Les madeleines de Proust. Ces petits actes, odeurs, mélodies et sensations qui, brutalement, font resurgir de notre mémoire de lointains souvenirs, souvent chargés d’émotion. Dans cette série d’articles, nous proposons à quelques uns des artistes que nous soutenons de rassembler ces morceaux qui constituent leurs madeleines de Proust et de nous raconter le souvenir qui y reste étroitement lié. Dans ce neuvième épisode, place à Amber Arcades, cette blondinette hollandaise à la voix éthérée. Elle écrit des morceaux à l’atmosphère cotonneuse en harmonie avec la spontanéité et l’ingéniosité avec laquelle elle nous conte une partie de son enfance.
J’ai choisi « Golden Brown » des Stranglers. À chaque écoute, cette chanson me ramène à une période spéciale de mon enfance. J’avais sept ou huit ans, mes parents venaient de se séparer à l’époque. Mon père avait alors déménagé dans une petite cabine, dans les bois, près d’un grand lac. Au printemps, j’allais souvent le voir, le temps de quelques semaines. On faisait du canoë, on nageait, on cherchait même des grenouilles et des salamandres dans le petit courant d’eau près de la maison. On créait nos propres arcs et flèches, ce après quoi nous faisions des concours de tir. On se baladait cherchant des plantes et champignons comestibles… Chaque jour était une nouvelle aventure, pleine de possibilités. Certaines odeurs et images spécifiques me reviennent quand je pense à ces moments. L’odeur du dentifrice, très salé, que mon père utilisait. Je détestait tellement ce dentifrice – même si maintenant je l’utilise religieusement, haha. Le goût du pain au levain toasté et nappé de sirop de pomme. L’image du couvre-lit couvert de dessins de plantes tropicales et d’animaux. Et puis cette chanson… Je ne me souviens plus vraiment si elle passait à la radio ou si mon père possédait l’album.

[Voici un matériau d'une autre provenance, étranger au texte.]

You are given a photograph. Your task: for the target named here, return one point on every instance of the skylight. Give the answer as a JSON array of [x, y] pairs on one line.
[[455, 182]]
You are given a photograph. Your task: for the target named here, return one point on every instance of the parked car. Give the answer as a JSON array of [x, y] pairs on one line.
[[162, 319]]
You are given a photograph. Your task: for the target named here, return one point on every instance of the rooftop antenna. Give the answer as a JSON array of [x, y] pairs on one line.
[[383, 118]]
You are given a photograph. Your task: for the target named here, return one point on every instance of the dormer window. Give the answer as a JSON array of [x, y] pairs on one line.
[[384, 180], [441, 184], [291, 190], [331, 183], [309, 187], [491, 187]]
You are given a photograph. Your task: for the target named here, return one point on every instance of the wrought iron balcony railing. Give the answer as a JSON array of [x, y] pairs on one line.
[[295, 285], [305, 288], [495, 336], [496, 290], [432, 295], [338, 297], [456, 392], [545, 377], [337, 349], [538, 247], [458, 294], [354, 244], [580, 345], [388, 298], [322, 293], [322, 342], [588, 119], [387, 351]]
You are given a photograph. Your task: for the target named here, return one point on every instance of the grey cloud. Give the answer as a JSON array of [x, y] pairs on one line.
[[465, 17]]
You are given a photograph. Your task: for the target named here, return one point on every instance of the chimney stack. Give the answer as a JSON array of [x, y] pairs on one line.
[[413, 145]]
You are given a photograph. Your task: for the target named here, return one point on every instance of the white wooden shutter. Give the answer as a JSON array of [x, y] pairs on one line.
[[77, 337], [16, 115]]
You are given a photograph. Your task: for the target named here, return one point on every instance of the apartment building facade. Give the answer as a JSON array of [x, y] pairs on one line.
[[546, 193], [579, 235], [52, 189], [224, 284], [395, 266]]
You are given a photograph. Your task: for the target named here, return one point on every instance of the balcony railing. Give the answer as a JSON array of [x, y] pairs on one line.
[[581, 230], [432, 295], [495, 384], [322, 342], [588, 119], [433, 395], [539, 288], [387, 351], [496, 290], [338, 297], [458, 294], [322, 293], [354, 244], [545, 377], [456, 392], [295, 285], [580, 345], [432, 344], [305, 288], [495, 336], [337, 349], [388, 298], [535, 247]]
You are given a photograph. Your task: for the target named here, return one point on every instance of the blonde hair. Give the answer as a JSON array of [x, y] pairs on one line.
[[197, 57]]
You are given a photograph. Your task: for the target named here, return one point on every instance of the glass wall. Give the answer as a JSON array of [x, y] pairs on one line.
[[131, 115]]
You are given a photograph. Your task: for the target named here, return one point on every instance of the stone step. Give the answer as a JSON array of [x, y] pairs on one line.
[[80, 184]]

J’ai un souvenir très distinct d’un de ces matins typiques et cette musique en fait partie. Il était très tôt, sûrement dans les environs de 7h30, un jour de semaine. Je m’étais levée pour regarder mon émission préférée. Une fois l’émission terminée, mon père avait mis de la musique. Il faisait très beau dehors donc nous prévoyions ce que nous allions faire de cette journée qui s’annonçait pleine de découvertes, tandis que mon père nous préparait notre petit déjeuner préféré. Et cette chanson passait au milieu de tout ça. Je suis sûre que nous avons écouté dix mille autres chansons mais c’est celle-ci qui m’est restée. Je l’ai immédiatement adorée. Je n’avais jamais rien écouté de tel et ça semblait coller parfaitement à l’ambiance de ces matins parfaitement paisibles. Chaque fois que je l’entends, elle me renvoie à ce moment et j’ai l’envie soudaine de manger un pain levain tartiné de sirop de pomme. Ces plaisirs simples constituent mes souvenirs les plus heureux. Ils sont ce qui me donne l’envie de m’installer plus près de la nature à un moment ou l’autre de ma vie. Je sais que je ne pourrais pas le faire pour le moment car j’ai le besoin de voyager dans le monde avant tout. Mais tant que je ne suis pas prête pour cet autre épisode de ma vie, il me suffit juste d’écouter cette chanson pour me sentir de nouveau enfant et voir le monde d’un œil un peu plus optimiste et téméraire.